In WAYR?, I note what I’m reading and comment...you note what you are reading and comment. Occasionally, I may add a section or a link related to books…
I am finished reading:
Slouching Towards Bethlehem by Joan Didion- One of the things that I don’t like about reading on an e-reader is that you have to to think about touching the pad a few times to know your place in a book. I did not know that when I was reading the early parts of Didion “New York” essay, that I was at the end of the book.
Simply a superb set of essays which, by the end, Didion is really lamenting the loss of her youth.
I am reading:
How Long ‘Til Black Future Month by N.K. Jemisin— The nice thing about reading a short story collection is that even though the short stories are ordered the way they are for a reason, you don’t have to read them in the order they are listed on the TOC.
So...I read three short stories that I basically chose by their length so that I could at least say that I had read something; “Valedictorian,” “Cloud Dragon Skies,” and “The Elevator Dancer.”
I enjoyed all of them but “Valedictorian” hit a little too close to home, it’s easily my favorite of the three. I recognize all of the components of the story’ from The Firewall to the idea that competing to be the best is “all she has” and the contempt that engenders of her family and friends, etc.
She understands why so many people hate her now. By existing, she reminds them of their smallness. By being different, she forces them to redefine “enemy.” By doing her best for herself, she challenges them to become worthy of their own potential.
”Valedictorian”
I wouldn’t quite say that for my own experience: but close enough.
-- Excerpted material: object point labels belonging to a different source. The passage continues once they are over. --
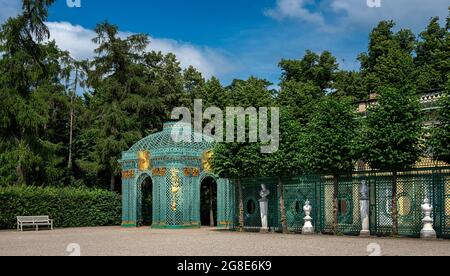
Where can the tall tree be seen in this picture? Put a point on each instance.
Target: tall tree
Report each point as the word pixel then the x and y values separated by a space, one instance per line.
pixel 319 69
pixel 389 60
pixel 440 134
pixel 391 139
pixel 433 57
pixel 117 80
pixel 241 160
pixel 287 160
pixel 327 143
pixel 33 112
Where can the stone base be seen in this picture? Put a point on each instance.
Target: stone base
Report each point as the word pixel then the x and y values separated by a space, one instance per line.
pixel 264 230
pixel 364 234
pixel 308 231
pixel 428 235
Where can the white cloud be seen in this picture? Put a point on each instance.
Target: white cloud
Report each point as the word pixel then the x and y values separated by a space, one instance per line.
pixel 9 8
pixel 286 9
pixel 344 14
pixel 78 41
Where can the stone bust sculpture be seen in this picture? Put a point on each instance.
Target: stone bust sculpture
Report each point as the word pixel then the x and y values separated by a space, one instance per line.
pixel 264 192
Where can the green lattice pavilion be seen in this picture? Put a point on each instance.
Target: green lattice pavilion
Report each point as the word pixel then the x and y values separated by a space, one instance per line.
pixel 176 171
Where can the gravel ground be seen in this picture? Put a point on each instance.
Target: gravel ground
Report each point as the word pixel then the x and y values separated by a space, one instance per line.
pixel 117 241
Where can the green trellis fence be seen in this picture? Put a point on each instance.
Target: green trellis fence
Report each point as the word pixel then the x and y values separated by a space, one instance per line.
pixel 412 188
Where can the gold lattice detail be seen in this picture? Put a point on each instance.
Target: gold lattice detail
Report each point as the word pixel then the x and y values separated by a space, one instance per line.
pixel 145 162
pixel 175 188
pixel 127 174
pixel 206 160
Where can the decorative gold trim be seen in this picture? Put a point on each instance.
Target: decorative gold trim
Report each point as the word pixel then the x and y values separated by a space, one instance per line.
pixel 206 161
pixel 128 174
pixel 144 163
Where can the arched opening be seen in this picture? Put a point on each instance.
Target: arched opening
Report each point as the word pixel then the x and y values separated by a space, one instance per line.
pixel 208 202
pixel 146 207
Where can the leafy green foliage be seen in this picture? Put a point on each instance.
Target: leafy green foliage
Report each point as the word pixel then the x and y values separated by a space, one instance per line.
pixel 391 137
pixel 326 144
pixel 69 207
pixel 319 69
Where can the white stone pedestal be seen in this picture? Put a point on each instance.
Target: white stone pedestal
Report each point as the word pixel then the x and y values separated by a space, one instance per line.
pixel 264 207
pixel 308 228
pixel 365 232
pixel 427 232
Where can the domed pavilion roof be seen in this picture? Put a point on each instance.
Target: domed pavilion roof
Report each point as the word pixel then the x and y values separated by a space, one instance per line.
pixel 168 142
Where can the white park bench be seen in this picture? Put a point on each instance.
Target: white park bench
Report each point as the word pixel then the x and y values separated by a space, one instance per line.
pixel 34 221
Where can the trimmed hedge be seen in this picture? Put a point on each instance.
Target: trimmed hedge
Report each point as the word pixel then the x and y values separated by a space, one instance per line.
pixel 68 207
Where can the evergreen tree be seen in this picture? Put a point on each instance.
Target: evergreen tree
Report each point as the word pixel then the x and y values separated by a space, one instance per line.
pixel 440 134
pixel 391 138
pixel 327 143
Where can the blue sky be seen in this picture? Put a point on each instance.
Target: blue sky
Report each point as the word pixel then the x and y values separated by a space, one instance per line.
pixel 237 38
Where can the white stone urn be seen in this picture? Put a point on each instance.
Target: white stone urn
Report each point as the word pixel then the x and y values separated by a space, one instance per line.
pixel 308 228
pixel 427 231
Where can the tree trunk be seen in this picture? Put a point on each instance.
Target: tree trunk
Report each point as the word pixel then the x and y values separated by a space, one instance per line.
pixel 241 207
pixel 282 207
pixel 211 207
pixel 394 205
pixel 112 184
pixel 335 203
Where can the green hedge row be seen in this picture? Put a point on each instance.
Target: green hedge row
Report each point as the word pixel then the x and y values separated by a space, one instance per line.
pixel 68 207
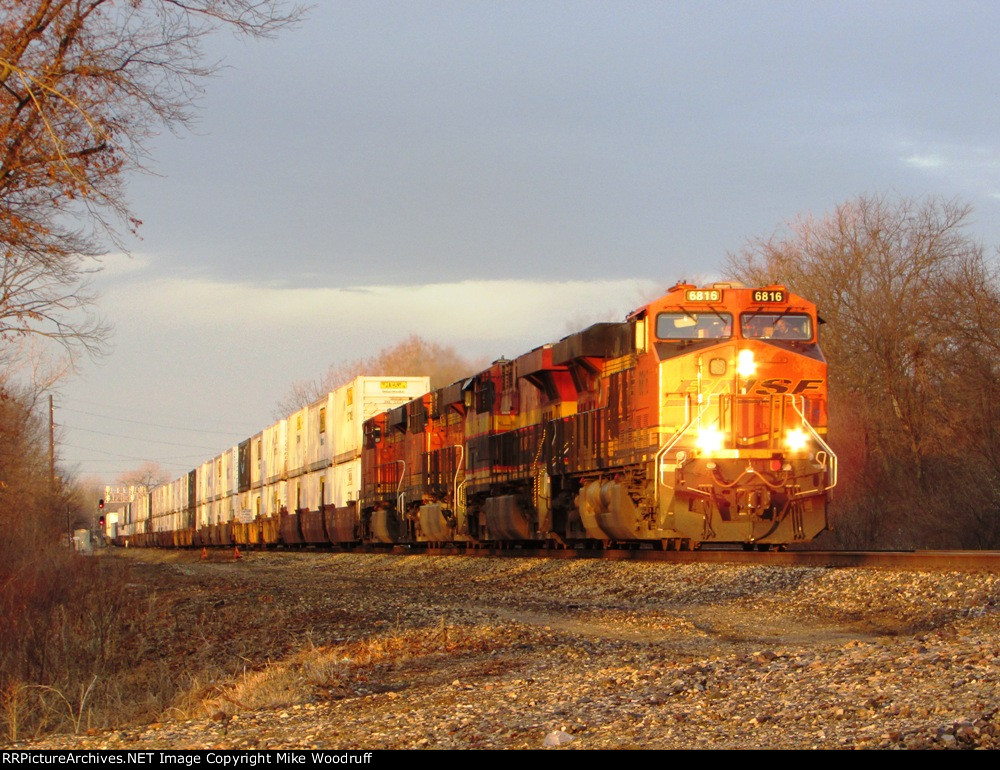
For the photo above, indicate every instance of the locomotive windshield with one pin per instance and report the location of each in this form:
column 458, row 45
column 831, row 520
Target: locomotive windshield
column 694, row 326
column 776, row 326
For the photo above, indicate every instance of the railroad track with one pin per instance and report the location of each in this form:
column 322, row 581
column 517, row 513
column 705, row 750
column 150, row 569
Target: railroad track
column 986, row 561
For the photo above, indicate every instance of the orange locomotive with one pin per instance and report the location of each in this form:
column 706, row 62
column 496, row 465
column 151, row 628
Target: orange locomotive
column 698, row 419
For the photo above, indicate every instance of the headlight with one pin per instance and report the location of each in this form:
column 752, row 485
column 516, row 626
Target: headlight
column 745, row 365
column 796, row 439
column 709, row 440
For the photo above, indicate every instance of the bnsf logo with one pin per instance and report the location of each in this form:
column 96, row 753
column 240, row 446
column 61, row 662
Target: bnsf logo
column 770, row 387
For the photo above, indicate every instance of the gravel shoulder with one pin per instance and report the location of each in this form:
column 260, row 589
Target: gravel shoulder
column 321, row 650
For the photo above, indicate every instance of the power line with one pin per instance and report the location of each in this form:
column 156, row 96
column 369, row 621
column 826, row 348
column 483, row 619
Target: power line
column 149, row 424
column 143, row 438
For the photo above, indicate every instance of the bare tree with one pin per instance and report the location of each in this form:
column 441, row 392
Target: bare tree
column 83, row 85
column 414, row 356
column 910, row 301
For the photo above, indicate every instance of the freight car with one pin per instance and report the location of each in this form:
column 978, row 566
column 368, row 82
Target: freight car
column 698, row 419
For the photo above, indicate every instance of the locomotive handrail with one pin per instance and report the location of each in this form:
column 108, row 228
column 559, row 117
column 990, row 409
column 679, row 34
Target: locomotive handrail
column 662, row 452
column 458, row 469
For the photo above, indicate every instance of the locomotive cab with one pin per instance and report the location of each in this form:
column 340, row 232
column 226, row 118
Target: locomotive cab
column 742, row 415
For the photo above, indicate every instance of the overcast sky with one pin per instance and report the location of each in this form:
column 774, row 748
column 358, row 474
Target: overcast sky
column 496, row 175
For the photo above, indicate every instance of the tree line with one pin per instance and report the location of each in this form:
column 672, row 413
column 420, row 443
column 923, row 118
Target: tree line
column 910, row 302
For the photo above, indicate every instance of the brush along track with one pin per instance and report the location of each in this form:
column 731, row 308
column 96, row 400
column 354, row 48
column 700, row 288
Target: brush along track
column 309, row 649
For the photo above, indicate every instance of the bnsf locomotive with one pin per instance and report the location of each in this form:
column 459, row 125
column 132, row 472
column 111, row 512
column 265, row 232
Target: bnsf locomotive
column 699, row 419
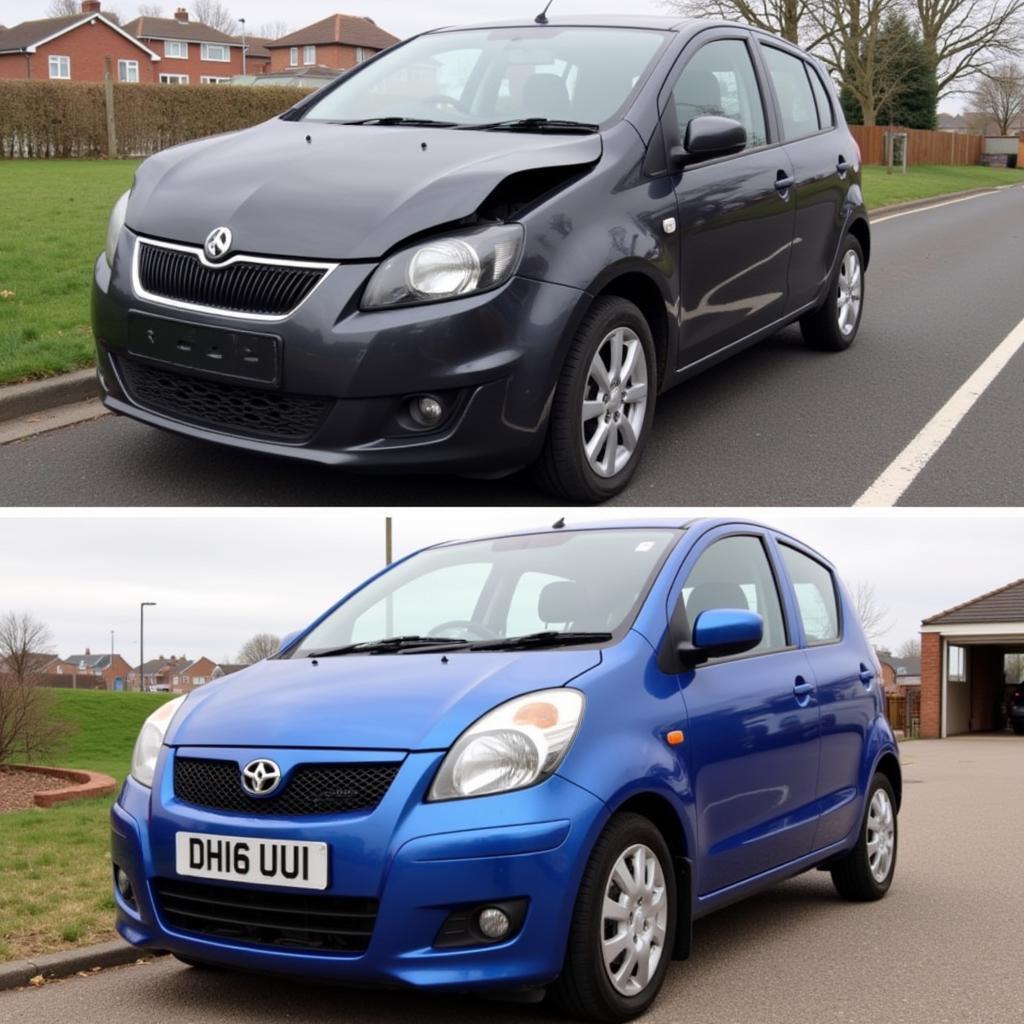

The White Album by Joan Didion— Since I bought the Didion essays as a packaged deal and I am enjoying them so much, I figured that I may as well march on...it’s quite the interesting thing to read a portion of Ms. Didion’s psychological profile.
Lots of good stuff, interesting stuff. Because I studied classics, I’ve always been interested in visiting The Getty Museum, so I have a fondness for Didion’s short essay about The Getty Museum.
...The place resists contemporary notions about what art is or should be or ever was. A museum is now supposed to kindle the untrained imagination, but this museum does not. A museum is now supposed to set the natural child in each of us free, but this museum does not. This was art acquired to teach a lesson, and there is also a lesson in the building which houses it: the Getty tells us that the past was perhaps different from the way we like to perceive it...
It occurs to me that maybe I should read only women authors for the remainder of the year. But I don’t have the discipline for that; there are too many male authors that I really do want to read (including Book 4 of Carlos Ruiz Zafon’s “The Cemetery of Forgotten Books” series).